Investors are anticipating a slew of events this week that they'll assess to get a better read on the state of the world economy and what it might mean for stock markets. British data set for release starting later Tuesday will provide an update on how the country's economy is doing after the Brexit vote. A slew of U.S. corporate earnings are also expected throughout the week, while the ECB's policy rate decision is Thursday, with markets expected to be volatile ahead of the announcement. Australia's central bank, meanwhile, released minutes of its July meeting showing that officials downplayed the risk of Britain's Brexit vote to the world economy while noting that inflation remained weak, which analysts believe could open the way for policy easing.

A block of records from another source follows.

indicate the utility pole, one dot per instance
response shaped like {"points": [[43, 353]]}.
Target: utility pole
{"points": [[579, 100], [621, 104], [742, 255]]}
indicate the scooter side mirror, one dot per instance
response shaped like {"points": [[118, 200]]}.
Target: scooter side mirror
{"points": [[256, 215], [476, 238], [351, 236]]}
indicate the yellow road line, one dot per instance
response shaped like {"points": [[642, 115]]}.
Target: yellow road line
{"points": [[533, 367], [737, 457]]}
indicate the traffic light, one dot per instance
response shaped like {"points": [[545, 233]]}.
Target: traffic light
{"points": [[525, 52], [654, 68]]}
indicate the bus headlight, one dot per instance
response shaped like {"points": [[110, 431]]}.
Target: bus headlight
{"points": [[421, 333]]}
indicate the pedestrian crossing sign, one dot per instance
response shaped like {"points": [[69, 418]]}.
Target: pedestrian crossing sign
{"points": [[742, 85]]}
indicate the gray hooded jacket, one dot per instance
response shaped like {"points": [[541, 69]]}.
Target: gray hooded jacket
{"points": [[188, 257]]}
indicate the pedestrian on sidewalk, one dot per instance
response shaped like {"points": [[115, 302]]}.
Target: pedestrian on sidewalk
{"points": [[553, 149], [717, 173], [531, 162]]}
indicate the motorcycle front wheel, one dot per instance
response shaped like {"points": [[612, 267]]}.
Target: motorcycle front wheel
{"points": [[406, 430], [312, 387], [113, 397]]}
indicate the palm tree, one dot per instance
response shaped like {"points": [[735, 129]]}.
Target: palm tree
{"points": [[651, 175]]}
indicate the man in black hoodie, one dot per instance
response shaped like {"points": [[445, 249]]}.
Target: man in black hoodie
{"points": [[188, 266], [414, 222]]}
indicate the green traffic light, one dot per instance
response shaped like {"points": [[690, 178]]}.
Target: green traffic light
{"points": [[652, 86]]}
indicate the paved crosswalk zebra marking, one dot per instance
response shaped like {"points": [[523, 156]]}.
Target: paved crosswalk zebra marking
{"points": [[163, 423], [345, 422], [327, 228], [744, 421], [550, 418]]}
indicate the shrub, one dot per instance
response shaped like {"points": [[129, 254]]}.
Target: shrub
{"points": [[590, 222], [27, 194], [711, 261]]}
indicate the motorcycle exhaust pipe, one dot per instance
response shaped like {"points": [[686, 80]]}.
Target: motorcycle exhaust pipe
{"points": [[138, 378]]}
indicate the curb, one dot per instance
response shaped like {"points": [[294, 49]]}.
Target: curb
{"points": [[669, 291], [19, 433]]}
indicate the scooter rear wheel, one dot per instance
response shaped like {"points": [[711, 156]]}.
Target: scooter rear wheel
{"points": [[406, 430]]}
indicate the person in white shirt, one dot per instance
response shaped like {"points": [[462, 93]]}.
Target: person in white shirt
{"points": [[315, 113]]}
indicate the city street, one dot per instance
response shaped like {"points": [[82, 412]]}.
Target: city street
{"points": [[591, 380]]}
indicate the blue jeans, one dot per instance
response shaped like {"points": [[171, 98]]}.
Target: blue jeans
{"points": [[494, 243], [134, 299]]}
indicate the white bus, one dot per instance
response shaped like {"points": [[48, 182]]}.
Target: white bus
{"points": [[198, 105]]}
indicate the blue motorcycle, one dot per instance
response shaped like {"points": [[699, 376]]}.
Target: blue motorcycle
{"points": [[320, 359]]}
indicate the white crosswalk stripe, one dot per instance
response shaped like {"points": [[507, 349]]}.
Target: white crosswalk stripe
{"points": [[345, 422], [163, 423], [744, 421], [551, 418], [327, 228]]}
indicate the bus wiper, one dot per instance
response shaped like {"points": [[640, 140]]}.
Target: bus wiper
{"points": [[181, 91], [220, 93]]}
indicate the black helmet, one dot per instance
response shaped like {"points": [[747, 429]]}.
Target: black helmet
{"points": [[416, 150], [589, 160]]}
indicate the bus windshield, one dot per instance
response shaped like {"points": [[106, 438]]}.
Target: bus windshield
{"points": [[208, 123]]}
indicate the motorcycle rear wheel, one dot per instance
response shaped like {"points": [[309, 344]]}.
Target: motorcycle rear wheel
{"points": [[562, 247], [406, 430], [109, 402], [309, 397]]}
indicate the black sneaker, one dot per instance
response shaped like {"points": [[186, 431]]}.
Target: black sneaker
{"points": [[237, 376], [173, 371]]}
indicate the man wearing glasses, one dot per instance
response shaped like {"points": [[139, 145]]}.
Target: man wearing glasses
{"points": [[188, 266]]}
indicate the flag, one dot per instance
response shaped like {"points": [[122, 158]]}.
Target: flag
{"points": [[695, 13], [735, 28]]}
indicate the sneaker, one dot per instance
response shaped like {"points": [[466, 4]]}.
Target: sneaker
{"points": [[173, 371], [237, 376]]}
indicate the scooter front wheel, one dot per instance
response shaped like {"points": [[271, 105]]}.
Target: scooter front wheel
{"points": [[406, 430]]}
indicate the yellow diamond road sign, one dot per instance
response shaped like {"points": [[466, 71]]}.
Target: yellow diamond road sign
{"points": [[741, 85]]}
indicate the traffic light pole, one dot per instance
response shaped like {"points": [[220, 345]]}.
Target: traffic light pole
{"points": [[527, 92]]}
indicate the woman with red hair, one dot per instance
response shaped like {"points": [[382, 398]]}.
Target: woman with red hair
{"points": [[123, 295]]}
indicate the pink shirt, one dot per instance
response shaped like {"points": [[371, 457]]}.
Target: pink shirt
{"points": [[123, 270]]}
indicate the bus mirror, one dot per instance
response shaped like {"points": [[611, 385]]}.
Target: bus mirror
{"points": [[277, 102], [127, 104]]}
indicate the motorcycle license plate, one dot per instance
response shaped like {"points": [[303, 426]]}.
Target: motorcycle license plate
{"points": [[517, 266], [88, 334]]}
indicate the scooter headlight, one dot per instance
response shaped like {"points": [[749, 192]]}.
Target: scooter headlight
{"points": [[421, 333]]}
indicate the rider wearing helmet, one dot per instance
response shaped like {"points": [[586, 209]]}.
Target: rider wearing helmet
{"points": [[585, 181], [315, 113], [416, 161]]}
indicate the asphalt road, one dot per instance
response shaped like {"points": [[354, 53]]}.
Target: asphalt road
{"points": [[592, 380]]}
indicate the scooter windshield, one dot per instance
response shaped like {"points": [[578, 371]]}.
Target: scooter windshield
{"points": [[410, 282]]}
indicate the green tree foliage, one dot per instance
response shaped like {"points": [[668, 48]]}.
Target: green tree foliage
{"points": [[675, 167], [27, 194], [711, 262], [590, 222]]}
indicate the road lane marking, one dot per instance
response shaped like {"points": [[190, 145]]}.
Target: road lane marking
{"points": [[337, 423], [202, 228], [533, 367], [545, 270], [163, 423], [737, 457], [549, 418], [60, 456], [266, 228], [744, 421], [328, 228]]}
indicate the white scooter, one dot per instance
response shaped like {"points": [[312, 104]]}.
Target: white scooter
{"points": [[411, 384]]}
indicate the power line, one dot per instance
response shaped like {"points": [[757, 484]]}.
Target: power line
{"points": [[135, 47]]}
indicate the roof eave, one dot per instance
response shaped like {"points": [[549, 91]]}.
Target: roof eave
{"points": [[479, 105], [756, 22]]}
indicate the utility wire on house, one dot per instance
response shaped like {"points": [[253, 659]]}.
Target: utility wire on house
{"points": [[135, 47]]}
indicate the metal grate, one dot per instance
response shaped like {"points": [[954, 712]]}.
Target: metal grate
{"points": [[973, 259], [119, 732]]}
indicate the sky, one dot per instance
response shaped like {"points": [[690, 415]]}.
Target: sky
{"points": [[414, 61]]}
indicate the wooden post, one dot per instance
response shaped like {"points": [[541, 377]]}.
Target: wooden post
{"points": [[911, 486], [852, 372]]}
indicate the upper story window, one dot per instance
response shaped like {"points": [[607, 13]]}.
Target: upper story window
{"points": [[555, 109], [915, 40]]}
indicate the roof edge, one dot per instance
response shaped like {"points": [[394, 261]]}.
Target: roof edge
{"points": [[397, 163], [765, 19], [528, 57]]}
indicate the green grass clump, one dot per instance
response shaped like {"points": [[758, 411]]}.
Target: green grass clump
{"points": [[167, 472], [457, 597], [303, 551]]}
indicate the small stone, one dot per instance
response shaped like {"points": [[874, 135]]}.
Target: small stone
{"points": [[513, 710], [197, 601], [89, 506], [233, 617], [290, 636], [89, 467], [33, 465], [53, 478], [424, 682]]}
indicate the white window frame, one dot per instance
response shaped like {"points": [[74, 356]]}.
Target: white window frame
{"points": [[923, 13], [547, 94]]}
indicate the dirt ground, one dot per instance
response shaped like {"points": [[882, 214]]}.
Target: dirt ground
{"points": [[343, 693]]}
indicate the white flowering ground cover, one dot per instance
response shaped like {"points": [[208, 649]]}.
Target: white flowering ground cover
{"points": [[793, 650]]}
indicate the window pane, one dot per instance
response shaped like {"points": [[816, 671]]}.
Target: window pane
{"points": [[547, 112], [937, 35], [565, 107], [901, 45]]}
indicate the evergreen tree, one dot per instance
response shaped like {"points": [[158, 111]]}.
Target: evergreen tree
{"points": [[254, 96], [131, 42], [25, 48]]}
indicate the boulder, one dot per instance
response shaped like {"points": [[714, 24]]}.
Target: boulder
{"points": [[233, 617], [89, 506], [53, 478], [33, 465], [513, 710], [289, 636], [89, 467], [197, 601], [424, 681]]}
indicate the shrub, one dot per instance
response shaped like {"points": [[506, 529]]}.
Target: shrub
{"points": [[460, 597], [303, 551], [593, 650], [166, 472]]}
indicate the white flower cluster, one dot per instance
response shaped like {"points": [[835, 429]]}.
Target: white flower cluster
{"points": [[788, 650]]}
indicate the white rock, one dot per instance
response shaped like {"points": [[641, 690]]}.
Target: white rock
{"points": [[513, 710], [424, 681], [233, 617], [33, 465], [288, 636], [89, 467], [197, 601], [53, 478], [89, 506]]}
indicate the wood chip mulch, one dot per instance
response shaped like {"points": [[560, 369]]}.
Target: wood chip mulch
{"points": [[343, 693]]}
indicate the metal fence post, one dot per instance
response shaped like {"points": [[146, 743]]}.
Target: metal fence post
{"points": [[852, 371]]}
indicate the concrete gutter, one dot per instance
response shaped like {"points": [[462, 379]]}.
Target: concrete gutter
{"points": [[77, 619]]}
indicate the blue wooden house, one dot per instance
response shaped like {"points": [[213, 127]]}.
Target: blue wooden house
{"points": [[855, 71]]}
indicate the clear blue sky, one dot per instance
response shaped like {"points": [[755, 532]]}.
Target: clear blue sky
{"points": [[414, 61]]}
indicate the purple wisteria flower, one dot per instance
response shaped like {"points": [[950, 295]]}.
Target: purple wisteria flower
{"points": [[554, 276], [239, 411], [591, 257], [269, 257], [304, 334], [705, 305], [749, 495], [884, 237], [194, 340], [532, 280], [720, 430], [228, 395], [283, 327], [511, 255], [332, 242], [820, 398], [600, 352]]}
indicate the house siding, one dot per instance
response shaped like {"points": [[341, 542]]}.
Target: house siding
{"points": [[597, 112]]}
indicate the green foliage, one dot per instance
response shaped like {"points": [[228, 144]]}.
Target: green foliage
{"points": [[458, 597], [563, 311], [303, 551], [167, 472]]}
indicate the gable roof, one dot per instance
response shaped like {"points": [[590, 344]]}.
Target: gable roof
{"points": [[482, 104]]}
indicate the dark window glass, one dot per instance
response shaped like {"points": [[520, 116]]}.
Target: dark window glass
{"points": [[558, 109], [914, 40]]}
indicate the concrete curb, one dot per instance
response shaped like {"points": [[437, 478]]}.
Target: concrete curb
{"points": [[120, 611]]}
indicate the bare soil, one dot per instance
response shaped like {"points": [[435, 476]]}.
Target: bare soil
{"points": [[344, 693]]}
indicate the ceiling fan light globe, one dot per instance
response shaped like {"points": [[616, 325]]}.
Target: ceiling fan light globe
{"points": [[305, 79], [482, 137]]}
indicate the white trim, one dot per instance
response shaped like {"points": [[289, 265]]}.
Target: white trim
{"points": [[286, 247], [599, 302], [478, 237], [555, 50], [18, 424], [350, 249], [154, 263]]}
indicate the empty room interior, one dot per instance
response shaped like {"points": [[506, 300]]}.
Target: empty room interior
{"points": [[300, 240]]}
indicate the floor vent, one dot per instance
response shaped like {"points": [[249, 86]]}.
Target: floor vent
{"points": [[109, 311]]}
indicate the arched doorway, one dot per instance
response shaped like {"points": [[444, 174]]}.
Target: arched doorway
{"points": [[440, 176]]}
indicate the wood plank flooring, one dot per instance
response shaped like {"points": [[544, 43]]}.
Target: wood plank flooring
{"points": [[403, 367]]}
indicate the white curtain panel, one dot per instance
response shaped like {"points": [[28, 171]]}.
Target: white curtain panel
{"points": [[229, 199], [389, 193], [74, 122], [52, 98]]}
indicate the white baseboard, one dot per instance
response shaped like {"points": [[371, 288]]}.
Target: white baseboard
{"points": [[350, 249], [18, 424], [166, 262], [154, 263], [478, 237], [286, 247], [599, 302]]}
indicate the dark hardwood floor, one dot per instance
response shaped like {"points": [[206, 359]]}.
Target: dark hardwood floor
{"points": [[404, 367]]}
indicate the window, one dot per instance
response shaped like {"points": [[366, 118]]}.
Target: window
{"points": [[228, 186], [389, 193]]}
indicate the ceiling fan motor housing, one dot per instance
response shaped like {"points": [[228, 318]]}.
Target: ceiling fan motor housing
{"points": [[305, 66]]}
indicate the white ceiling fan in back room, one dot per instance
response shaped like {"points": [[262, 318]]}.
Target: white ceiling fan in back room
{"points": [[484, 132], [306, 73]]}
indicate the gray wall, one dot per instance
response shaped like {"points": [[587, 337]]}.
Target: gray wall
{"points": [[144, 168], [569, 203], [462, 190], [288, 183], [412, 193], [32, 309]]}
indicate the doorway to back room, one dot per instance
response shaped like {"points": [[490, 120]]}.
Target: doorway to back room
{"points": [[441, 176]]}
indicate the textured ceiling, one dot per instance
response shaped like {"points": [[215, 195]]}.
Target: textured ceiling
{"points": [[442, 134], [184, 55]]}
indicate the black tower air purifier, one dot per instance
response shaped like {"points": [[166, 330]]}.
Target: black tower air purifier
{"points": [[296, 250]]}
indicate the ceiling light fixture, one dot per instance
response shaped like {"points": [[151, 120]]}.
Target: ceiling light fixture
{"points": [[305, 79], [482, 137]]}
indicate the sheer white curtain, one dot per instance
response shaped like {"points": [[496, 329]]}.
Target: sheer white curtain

"The market has put two and two together after release of the more detailed (Reserve Bank of Australia) minutes and concluded that the probability of an August rate cut has increased," Ric Spooner of CMC Markets in Sydney said in a report. However, he added that "the stock market is struggling to get enthusiastic. This reflects a degree of caution as traders assess the odds of further gains."
Shares in Japanese technology company Softbank Group Corp. slumped 10 percent one day after it announced that it is buying Britain's ARM Holdings for 24.3 billion pounds ($32 billion) in a bid to expand into the "Internet of Things" - or connected home devices. Investors were apparently unhappy that SoftBank is paying a 43 percent premium to ARM's closing share price last week.
The dollar edged lower to 106.08 yen from 106.22 in late trading Monday but was still hovering near its highest level in nearly a month. A weaker yen helps shares of Japan's big export manufacturers. The euro dipped to $1.1069 from $1.1070.
Benchmark U.S. oil futures slipped. Crude fell 17 cents to $45.07 a barrel in electronic trading on the New York Mercantile Exchange. The contract lost 71 cents to settle at $45.24 per barrel on Monday. Brent crude, the standard for oil sold internationally, fell 12 cents to $46.84 a barrel in London.